Opinion

The Mumbrella360 Manifesto revealed

In this guest posting, PHD strategy director Chris Stephenson reveals the Mumbrella360 Manifesto, created at today’s event.

We came, we saw, and it turns out that we believe. A huge thank-you to everyone who attended today’s Manifesto session at Mumbrella360. Around 200 delegates debated and discussed a range of topics and produced the following ‘we believe…’ statements.

They are the start not the end of a journey, and it would be great to continue the debate via comments below and on twitter using the hashtag #manifesto. Comments, ideas, and suggestions for improvements and re-iterations are welcome and required. It’s our manifesto – how we use it is up to us.

Mumbrella360Manifesto

What We Believe:

On People:

  • We believe everyone should have the time to, and take ownership for, learning and sharing knowledge.
  • We believe we need to start marketing the benefits of working in media & marketing across all industries.
  • We believe work and life balance should be a critical KPI.
  • We believe we need to re-assign value to creativity as a key component of EBIT.
  • We believe every business should define its own values around fun and what balance looks like.
  • We believe it is the fundamental duty of every manager to actively coach and mentor their people and encourage individual contribution without inhibition.

On Post-Broadcast Planning:

  • We believe measurement should move from opportunity to see to opportunity to influence.
  • We believe in mobilizing future decisions not justifying past ones. We should embrace intuition.
  • We believe that planning as we all know it needs to change and that the responsibility for planning must reside with the client.
  • We believe the best outcomes will come from more time and more TLC.
  • We believe in healthy, collaborative debate, as an essential start point of the planning process.
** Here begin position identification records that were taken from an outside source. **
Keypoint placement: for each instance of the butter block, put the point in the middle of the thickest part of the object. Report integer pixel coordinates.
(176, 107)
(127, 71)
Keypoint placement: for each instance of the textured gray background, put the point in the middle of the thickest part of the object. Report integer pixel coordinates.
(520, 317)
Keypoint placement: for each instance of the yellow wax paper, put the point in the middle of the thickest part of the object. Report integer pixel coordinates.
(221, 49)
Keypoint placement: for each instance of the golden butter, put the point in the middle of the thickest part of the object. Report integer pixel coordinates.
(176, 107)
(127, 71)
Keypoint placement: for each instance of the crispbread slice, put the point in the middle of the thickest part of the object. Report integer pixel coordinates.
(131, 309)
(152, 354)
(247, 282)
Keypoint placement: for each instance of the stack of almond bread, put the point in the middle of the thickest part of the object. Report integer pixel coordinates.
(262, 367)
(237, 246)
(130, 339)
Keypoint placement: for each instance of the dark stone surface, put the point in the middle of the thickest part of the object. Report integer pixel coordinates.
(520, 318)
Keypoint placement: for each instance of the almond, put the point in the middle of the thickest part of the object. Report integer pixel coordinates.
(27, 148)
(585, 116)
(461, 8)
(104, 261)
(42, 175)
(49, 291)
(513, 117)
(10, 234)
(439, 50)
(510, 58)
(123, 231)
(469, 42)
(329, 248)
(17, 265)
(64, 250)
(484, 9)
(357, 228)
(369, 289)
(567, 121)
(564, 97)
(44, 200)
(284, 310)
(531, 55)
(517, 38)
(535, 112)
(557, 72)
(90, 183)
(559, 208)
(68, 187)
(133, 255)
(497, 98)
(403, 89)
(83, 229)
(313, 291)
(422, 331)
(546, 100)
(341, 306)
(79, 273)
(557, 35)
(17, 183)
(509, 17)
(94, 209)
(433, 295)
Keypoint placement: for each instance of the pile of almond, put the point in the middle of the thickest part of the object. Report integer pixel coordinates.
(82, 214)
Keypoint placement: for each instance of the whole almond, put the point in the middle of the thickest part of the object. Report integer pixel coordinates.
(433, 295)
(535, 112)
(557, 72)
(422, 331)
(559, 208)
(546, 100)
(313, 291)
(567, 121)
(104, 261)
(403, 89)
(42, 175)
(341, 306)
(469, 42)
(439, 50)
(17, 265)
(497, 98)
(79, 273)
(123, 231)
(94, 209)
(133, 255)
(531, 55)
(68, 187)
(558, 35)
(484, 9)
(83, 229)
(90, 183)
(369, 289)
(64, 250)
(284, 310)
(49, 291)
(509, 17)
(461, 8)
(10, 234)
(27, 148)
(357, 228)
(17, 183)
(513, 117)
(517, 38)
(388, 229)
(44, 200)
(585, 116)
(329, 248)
On Agency and Media Owner Relationships:

  • We believe transparency of information will deliver more effective results.
  • We believe in quarterly briefing to media owners to share key client objectives.
  • We believe that there are three people in this media marriage, and that that’s a good thing!
  • We believe there should be a minimum quality or standard for briefing from media agencies and responses from media companies.
  • We believe open access to information leads to better briefing and better work for clients.

On Social Media:

  • We believe social is not just a media, but a behaviour.
  • We believe that social must be an ongoing conversation, not a one-off campaign.
  • We believe we must keep educating clients about social media and what it can deliver.
  • We believe we should be using social data to inform every communications decision.
  • We believe social media can deliver success against traditional metrics but shouldn’t be judged by them.
  • We believe clients need to create a framework that allows them to select the agencies that are best placed to deliver business objectives and collaborate together.

On Client and Agency Relationships:

  • We believe that briefs should be developed in collaboration between clients and agencies.
  • We believe businesses must be clear and honest about what they want.
  • We believe that agencies have a responsibility to educate clients on how advertising works.
  • We believe that no one enjoys pitches.
  • We believe we need a new pitch process to identify the right people and the right ideas for the business.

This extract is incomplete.